Hanshan ("Cold Mountain") was a hermit and poet active in the eighth century. About three hundred of his poems have survived. Shide ("Foundling") was an orphan working in a monastery. The two are popular eccentric figures in Chan Buddhism, depicted together since the Song dynasty (960–1279) as a laughing pair of fools. (See the complete image.) With their wild hair, ragged clothes, and roguish smiles, they embody the attainment of inner peace unconstrained by monastic rules. Luo Ping's inscription conveys the pair's view that a boisterous, cheerful nature brings about universal serenity and happiness.The delicate drawing of the pair's faces contrasts with the broad and rough brushwork of the loosely arranged garments. Luo Ping may have encountered this particular style, fostered mainly in Chan circles during the thirteenth and fourteenth centuries, during his sojourns in Buddhist temples.
Luo Ping painted this very personal album in Yangzhou and invited his friend Jiang Shiquan (1725–1785), an eminent official and playwright of national renown, to inscribe it. Each leaf addresses a specific theme on human nature or the meaning of life by way of animal allegories. (See also the next image.) In accordance with Luo Ping's experimentation with innovative representation, Jiang Shiquan squeezes the inscriptions into tight blocks or improbable corners, or dangles characters like a string, or marches them at an angle like ants. The unusual placement of his inscriptions greatly enhances the album's visual appeal.
In 1794 Luo Ping's friend Zhang Daowo (act. late eighteenth century) left the capital for a post in the distant province of Sichuan in southwest China. He commissioned this painting of the Sword Terrace, a mountain pass known for its perilous topography on the route of his imminent journey. Zhang Daowo, whose sobriquets include "Donkey Rider," appears as such near the bottom of the scene.This powerful, complex composition is one of the few works in which Luo Ping engages directly with the tradition of landscape painting.

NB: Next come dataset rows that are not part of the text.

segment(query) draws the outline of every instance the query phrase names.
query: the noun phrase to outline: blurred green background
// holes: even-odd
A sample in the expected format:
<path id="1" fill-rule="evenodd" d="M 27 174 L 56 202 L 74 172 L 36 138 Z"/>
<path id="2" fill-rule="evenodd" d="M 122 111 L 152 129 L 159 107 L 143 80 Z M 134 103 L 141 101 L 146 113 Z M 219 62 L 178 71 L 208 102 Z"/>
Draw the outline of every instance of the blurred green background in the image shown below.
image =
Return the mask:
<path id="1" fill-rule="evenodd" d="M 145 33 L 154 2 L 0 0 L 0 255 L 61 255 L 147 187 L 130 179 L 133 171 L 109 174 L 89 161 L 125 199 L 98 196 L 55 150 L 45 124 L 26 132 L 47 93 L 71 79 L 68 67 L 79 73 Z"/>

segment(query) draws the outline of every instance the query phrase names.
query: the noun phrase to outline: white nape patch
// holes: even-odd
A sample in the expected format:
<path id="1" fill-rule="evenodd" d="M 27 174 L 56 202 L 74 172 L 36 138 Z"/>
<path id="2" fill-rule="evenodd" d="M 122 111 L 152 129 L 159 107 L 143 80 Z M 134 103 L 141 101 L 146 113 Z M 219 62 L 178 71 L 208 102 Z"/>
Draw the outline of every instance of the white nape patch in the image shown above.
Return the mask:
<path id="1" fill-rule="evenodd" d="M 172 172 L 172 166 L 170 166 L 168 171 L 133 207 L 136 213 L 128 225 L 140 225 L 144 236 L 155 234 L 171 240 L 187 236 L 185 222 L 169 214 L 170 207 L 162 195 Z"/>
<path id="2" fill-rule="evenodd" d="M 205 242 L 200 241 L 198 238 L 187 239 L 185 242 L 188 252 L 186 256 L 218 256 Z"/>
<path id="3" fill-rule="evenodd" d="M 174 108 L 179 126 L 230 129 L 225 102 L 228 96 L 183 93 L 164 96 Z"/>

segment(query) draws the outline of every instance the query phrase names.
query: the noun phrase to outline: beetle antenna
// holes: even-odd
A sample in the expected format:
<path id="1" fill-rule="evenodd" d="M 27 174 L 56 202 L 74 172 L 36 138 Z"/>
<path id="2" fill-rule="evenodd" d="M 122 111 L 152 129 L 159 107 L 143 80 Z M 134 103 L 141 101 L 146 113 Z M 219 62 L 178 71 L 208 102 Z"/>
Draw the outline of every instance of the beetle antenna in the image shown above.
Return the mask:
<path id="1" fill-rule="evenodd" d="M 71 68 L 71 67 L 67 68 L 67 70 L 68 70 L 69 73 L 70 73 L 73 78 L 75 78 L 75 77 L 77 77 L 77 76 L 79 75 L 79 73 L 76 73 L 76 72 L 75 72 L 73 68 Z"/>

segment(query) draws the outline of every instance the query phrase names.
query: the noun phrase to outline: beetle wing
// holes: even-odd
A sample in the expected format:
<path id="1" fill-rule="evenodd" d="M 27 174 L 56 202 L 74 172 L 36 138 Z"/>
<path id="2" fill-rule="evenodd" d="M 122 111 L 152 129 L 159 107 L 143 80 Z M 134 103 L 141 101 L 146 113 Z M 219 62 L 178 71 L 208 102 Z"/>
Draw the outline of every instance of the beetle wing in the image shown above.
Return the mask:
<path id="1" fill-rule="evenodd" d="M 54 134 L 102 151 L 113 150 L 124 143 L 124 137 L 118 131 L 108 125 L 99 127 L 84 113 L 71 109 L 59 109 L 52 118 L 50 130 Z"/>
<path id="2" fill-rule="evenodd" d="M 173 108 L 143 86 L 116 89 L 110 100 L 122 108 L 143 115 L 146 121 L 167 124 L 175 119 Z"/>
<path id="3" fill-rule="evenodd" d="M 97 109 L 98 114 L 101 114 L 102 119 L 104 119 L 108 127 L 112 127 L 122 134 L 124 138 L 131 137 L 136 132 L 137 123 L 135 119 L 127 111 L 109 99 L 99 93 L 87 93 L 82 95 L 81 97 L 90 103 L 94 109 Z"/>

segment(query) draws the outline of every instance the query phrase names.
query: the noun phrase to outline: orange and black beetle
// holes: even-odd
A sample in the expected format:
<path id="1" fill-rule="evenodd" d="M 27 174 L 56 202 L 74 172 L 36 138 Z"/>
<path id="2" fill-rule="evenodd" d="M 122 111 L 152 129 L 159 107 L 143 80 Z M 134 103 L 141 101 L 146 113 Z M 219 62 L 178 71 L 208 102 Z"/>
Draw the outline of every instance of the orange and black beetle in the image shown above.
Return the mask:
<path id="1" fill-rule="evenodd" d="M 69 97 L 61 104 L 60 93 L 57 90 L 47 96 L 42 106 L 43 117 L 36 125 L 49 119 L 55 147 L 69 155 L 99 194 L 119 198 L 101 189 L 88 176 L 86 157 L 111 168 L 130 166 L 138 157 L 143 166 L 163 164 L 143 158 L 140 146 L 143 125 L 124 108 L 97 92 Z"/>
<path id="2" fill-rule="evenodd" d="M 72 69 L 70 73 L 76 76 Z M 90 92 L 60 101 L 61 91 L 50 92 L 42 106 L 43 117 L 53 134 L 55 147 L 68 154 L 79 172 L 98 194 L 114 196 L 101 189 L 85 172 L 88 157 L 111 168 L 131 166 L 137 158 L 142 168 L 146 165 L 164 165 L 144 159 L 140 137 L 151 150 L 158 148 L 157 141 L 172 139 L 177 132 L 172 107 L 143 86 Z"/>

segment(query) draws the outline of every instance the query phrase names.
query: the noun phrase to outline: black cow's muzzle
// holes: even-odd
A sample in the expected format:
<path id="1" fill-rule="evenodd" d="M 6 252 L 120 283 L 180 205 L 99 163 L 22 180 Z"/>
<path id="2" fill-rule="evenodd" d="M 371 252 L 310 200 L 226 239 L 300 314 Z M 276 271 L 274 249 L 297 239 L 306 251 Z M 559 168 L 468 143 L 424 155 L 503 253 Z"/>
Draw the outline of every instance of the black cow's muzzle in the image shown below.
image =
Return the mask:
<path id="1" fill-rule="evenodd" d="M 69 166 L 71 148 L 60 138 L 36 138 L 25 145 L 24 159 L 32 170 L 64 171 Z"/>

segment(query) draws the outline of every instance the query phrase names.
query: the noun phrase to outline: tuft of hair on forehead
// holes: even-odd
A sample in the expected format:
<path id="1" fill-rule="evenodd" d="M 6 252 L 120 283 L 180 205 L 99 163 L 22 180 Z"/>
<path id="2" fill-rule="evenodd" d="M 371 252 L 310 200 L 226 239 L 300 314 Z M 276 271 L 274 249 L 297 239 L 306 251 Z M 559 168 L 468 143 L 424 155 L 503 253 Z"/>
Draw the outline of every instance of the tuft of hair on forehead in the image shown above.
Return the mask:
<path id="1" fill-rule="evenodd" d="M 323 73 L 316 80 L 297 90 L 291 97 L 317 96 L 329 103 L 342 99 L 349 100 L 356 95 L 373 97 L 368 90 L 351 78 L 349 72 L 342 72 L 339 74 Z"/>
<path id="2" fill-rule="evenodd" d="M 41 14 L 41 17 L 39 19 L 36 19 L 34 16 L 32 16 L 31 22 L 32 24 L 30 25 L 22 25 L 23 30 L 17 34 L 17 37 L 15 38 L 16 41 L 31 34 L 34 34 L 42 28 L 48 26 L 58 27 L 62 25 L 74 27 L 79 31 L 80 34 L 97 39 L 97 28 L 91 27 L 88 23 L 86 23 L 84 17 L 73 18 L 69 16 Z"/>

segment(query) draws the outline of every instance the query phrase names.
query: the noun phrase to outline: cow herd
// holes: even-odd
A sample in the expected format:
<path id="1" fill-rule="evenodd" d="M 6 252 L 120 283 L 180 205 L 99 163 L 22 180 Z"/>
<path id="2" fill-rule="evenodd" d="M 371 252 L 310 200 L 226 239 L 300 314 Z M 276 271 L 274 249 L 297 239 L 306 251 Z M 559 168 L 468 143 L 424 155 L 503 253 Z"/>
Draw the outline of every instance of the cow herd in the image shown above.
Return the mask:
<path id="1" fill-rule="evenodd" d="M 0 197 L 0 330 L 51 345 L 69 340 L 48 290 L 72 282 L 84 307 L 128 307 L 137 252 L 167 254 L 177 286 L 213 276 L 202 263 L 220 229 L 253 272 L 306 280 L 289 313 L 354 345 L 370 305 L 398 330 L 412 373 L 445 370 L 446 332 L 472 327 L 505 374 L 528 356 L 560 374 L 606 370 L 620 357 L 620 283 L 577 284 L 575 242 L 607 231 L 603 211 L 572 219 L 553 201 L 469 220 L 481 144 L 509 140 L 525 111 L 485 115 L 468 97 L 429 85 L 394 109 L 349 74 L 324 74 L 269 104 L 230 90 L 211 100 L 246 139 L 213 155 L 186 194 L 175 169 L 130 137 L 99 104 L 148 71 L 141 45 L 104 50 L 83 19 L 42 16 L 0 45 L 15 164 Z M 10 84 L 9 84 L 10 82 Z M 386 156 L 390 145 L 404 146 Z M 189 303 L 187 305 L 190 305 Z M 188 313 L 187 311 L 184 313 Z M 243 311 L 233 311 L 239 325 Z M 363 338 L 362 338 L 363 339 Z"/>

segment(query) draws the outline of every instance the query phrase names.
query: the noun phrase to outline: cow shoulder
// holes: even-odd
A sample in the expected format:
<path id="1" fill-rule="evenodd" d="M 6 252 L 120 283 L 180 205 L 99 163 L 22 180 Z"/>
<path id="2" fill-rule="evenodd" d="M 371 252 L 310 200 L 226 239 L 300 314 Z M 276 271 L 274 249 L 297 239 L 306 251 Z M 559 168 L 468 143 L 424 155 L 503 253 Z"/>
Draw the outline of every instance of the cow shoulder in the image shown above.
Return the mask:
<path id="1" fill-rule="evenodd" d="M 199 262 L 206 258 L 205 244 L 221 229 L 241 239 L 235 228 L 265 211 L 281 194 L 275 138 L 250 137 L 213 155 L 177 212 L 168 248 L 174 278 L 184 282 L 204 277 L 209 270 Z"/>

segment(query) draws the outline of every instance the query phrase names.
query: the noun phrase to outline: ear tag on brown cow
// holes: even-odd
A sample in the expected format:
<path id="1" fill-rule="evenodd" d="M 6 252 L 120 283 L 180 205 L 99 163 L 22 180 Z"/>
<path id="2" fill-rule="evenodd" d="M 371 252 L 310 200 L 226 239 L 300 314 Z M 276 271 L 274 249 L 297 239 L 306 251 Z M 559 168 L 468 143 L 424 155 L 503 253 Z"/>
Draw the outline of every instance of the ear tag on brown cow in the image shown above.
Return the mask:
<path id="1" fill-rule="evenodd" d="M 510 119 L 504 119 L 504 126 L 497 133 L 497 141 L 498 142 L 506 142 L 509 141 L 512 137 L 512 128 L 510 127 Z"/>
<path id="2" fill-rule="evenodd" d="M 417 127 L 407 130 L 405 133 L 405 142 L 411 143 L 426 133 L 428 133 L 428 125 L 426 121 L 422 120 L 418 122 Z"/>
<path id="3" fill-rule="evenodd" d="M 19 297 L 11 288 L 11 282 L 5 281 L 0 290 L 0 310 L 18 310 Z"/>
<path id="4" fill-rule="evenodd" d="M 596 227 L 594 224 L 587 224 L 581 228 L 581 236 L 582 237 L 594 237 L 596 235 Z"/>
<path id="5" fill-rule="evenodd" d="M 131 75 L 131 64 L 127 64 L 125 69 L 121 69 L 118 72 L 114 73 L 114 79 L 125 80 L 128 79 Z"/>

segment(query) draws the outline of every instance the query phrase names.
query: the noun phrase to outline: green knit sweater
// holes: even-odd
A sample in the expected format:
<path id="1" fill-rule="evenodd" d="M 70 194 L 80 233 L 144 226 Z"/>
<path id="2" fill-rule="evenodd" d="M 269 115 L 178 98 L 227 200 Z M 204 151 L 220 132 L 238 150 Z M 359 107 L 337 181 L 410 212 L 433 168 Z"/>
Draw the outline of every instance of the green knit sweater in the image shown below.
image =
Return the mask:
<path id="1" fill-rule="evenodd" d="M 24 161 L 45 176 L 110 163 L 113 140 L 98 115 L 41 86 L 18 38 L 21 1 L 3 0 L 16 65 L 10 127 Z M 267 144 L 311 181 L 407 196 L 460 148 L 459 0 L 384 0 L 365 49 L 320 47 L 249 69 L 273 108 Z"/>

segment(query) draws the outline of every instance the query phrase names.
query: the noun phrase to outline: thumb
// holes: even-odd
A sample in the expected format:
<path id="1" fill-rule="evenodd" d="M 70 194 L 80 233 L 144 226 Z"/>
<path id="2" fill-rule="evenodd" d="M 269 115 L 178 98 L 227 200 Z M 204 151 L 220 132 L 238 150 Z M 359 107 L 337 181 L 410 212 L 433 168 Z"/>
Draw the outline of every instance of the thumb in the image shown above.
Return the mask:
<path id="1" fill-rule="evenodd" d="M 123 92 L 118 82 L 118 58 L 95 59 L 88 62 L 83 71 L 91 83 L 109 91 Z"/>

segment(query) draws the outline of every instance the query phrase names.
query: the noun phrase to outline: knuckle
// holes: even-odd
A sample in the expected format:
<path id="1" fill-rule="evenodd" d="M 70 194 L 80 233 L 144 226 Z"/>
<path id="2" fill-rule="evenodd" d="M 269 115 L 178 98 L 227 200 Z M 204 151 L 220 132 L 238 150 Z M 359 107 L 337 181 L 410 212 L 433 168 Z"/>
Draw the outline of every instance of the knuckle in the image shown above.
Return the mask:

He ingeniously integrates Guan Tong's (active ca. 925–950) monumental scale with Wang Meng's (ca. 1305–1385) intricate surface patterning to dramatize the rugged scenery of Sichuan.Eight inscriptions by Luo's and Zhang's friends, including Weng Fanggang (1733–1818), have been added to the mounting around the painting.
Luo Ping's patron Weng Fanggang (1733–1818) was an ardent admirer of the cultural icon Su Shi (1037–1101). An eminent scholar and artist as well as a devoted official, Su was particularly admired for his wit and integrity. This painting depicts Weng's studio, which he named after his idol. It was occasioned by Weng's private celebration of Su Shi's birthday, whose portrait can be seen on the wall behind an incense-burner on a tall stand.
Jin Nong started painting plum blossoms in 1756 at the age of sixty-nine. This monochrome album was reportedly painted during a six-week stay at Luo Ping's home in Yangzhou in 1757.Jin Nong's innovative plum paintings are poised between representation and abstraction. The images range from the exuberance of lacy blossom-laden boughs to the restrained elegance of a single, budding branch. There is a graphic quality to Jin Nong's compositions, achieved through a tight interlocking of painted image, calligraphy, and seals. His poetic inscriptions, written in his typically exact, vigorous manner, not only deepen the meaning of his imagery, but also act as graphic motifs that further animate each composition.